Gov’t to introduce new security feature for driver’s licences
KINGSTON, Jamaica —
The Ministry of Transport and Mining will be introducing new security features on driver’s licences to eliminate fraud.
Speaking in the House of Representatives recently, Portfolio Minister, Robert Montague, said the new security features will be facilitated under the regulations of the new Road Traffic Act.
“Right now, people are walking up and down with bogus driver’s licences, and it is hard to distinguish between the bogus and the real. For example, a gentleman turned up in Spanish Town and was asked for his driver’s licence and he produced a driver’s licence in the name of a very colourful Senior Superintendent of Police – the full name,” the minister noted.
Montague pointed out that the new regulations under the Road Traffic Act will also allow for digitalised tests and periodic retesting.
“Right now, you go into an examination depot and do the test, a clerk takes it, corrects it and tells you if you pass or fail. You don’t get a chance to see the document itself. What we are moving to do is digitise it. Once you are onscreen and online, as soon as you pass it will be centralised, so that no local person in a depot would be able to change the scores or interfere with it…; it will be centrally dealt with,” he said.

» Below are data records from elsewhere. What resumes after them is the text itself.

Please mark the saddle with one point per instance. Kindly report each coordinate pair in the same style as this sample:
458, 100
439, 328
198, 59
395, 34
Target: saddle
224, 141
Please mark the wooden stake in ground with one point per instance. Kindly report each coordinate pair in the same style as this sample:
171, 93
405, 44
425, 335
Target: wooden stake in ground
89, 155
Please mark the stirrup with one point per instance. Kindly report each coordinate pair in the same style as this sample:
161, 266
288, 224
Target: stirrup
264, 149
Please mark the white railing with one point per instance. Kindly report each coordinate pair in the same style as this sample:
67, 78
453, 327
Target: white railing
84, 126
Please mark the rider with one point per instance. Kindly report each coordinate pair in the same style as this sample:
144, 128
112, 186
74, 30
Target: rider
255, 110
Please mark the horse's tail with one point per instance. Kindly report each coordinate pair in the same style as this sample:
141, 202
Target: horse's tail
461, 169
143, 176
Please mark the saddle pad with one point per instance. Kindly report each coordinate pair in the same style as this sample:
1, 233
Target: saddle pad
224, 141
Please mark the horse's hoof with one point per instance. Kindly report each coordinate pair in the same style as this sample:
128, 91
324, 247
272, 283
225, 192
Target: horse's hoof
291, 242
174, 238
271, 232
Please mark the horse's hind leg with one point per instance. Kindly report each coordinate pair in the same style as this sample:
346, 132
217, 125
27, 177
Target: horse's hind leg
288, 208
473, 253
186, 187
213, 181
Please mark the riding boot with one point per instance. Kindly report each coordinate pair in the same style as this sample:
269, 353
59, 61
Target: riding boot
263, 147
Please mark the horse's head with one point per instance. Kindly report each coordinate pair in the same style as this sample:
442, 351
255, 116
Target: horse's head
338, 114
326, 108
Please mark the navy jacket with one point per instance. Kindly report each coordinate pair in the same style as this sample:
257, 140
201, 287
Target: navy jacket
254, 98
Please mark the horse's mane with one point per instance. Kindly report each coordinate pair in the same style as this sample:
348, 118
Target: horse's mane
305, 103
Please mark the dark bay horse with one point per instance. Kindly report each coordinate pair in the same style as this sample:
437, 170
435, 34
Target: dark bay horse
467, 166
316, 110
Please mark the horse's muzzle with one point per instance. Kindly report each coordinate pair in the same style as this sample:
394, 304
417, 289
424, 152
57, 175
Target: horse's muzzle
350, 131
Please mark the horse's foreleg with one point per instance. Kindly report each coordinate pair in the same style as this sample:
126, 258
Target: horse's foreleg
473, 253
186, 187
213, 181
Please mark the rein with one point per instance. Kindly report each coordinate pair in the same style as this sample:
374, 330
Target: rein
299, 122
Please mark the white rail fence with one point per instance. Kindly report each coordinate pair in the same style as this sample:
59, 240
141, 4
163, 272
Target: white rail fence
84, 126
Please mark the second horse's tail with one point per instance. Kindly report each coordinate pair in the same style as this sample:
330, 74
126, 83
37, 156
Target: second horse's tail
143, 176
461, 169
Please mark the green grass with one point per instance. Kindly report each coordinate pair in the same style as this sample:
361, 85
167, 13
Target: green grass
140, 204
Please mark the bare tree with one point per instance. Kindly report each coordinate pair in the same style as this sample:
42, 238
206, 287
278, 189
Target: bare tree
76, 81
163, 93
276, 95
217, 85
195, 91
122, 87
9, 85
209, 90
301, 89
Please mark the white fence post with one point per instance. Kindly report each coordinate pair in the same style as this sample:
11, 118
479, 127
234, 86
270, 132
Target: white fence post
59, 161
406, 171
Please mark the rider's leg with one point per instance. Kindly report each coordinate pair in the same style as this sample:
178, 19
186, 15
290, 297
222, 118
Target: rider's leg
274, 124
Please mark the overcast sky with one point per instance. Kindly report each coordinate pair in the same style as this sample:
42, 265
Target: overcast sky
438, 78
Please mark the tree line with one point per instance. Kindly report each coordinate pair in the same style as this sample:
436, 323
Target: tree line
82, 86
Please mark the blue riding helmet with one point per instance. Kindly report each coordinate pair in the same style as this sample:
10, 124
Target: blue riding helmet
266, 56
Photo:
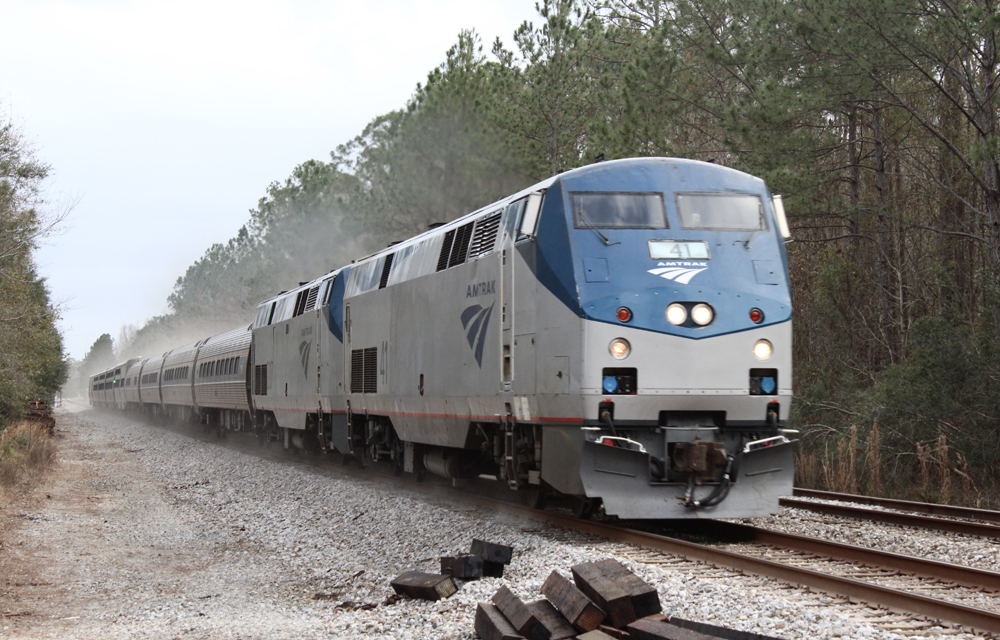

Montague said the regulations under the Act are being finalised. “Although this process is long and people have been waiting, it is the normal legislative process that we have to pay attention to, so that we don’t keep coming here to amend what we have just passed,” he said.
He encouraged Jamaicans to exercise patience “while we get it right”.
In the meantime Montague said aspects of the Road Traffic Act have been gazetted and are enforced, including those that establish the Island Traffic Authority as the lead implementing agency.
“However, some sections in the old Act, once they are taken off the books, all the sections will go and that would affect the Transport Authority Act, so we are moving now as part of the process to move the sections that relate to the Transport Authority,” he said.
The new Road Traffic Bill establishes new offences, as well as provide increased penalties for breaches.